What is it we expect, you and I? What is it we really expect out of Christmas? Someone observed people tend to make out of life pretty much what they make out of Christmas; and so if Christmas means little more than the annual mid-winter solstice, a break from the winter doldrums, bonus time, carnival time, a boost for the economy, entertainment for the children, and an increasing endorsement of American consumerism, if that is all we can expect from Christmas, then once life returns to normal, to the meantime, then life will probably amount to little more.

If, however, Christmas is perceived as the radical entrance of one who literally wants to change the way the world thinks, operates, perceives reality, then life in the ensuing meantime is more likely to follow that pattern. Life for us will mean precisely what Christmas means. No, the roll of the old prophet Isaiah on this first Sunday of Advent-indeed the function of the incarnation itself-all of scripture is to help us clarify our expectations, because our lives are inevitably shaped by that for which we wait.

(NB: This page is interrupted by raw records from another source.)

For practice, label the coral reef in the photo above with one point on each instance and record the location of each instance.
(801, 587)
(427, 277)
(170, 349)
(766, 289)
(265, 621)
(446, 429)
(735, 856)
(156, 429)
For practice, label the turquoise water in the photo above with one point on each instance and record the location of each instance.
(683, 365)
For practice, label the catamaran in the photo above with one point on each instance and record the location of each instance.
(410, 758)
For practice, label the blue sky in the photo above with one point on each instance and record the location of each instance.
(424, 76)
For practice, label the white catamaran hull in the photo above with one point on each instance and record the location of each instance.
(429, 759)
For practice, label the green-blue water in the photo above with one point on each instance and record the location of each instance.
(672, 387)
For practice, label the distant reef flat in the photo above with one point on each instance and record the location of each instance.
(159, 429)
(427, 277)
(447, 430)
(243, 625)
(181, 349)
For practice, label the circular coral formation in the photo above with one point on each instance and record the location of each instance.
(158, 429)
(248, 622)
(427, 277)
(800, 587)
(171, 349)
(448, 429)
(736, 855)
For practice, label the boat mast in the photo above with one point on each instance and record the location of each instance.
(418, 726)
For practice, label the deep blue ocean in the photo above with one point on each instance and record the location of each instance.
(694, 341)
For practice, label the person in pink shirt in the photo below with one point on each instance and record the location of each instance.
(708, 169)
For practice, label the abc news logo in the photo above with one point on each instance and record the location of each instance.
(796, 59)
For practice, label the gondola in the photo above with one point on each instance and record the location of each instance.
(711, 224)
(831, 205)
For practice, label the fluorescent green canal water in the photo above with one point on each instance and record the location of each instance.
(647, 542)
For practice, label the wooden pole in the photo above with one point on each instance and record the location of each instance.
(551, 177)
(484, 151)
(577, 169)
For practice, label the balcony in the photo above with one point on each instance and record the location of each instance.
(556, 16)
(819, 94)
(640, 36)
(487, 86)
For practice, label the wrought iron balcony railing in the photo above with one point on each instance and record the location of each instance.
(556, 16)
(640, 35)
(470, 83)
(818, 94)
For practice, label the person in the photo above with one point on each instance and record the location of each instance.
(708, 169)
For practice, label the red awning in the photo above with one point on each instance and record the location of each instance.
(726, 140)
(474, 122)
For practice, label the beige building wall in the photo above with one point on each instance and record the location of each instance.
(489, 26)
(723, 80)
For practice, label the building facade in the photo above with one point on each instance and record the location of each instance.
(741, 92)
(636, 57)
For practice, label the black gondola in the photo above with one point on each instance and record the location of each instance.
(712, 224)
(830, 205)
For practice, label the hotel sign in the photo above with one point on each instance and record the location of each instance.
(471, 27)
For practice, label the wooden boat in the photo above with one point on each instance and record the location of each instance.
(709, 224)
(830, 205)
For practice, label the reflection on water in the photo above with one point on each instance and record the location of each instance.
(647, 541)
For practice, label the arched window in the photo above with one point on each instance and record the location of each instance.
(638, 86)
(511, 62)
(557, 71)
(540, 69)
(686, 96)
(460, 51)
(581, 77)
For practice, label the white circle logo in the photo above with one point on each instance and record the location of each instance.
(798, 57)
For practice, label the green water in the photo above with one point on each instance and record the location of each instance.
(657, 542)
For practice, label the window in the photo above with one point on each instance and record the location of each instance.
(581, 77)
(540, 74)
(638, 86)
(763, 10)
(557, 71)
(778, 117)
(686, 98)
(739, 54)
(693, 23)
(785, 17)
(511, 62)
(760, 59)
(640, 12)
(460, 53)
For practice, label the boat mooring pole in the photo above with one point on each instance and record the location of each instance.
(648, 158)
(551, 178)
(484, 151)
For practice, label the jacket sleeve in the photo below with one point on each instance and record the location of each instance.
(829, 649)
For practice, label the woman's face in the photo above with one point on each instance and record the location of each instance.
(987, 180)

My wife's grandfather again, the same grandfather who irritated the family so with his incessant chatter of joining Jesus in heaven had another especially irritating characteristic. He acted on his expectations, as if the kingdom were already here. He was utterly unconcerned for the things of this world. The family gave him a gold watch for his birthday. He promptly gave it away to a beggar on the streets-said nobody needed a watch in heaven. They sent him money every month to supplement his pitiful little church pension. He sent it to the missionaries. They bought him a new felt hat for Christmas. First Sunday he wore it to church he sat on it all the way home in the car. When reminded of how much the hat cost and chastised for his carelessness, Granddaddy simply shrugged and allowed as how nobody would know the difference in a hundred years-and, besides, who needs a hat in heaven-which really did not help much at the moment, though I think the family understands better now.

Our behavior is inevitably shaped by the one for whom we wait, for there is a sense in which even as we live out our days in the interim, we already possess and are possessed by the one for whom we wait.

Karen, a student at Union Theological Seminary, was living and studying in New York City while her newly lawyered husband had gone to work for a law firm in Harrisburg. They saw each other only on weekends. In homiletics class, Karen described what her Fridays were like when John came into Pennsylvania Station on the train in time for supper. "I usually get up early on Friday to clean the apartment before coming up here to school," she said. "Then, after classes, I make a kind of safari down Broadway. I stop for groceries, pick up a bottle of wine, stop at a favorite flower stall for fresh flowers, and when I get home, I have just enough time to get myself and supper ready. Then John comes." Only Karen went on to add, "The funny thing about it is that from morning until he arrives, I have this strange feeling that he is already with me...not really...but really.

In Advent the one for whom we wait is already here shaping and giving substance and hope to our lives. Not really..but really.

Let us pray.

We confess, O God, we are not very good at waiting. Yet your eternal message to us is to wait and to watch and to hope with anticipation. Teach us anew this Advent the wisdom of waiting, of trusting that those who wait already possess in part that for which we wait. And so, O God, even as we wait for your appearance among us, open our awareness to your already presence among us in the person of other people, in the poetry and the music of these days, and the Christmas stories, in your quiet unseen spirit that dwells constantly in our midst, seeking to break through our panic with your peace, trying to convince us that the true joy of the season is found ultimately in our faith and in the lives of those with whom we share it. So inspire us, we pray, by your spirit this season to sense anew in the signs and the sounds of this Christmas celebration your special word of hope and anticipation for our world. Through Christ our Lord. Amen.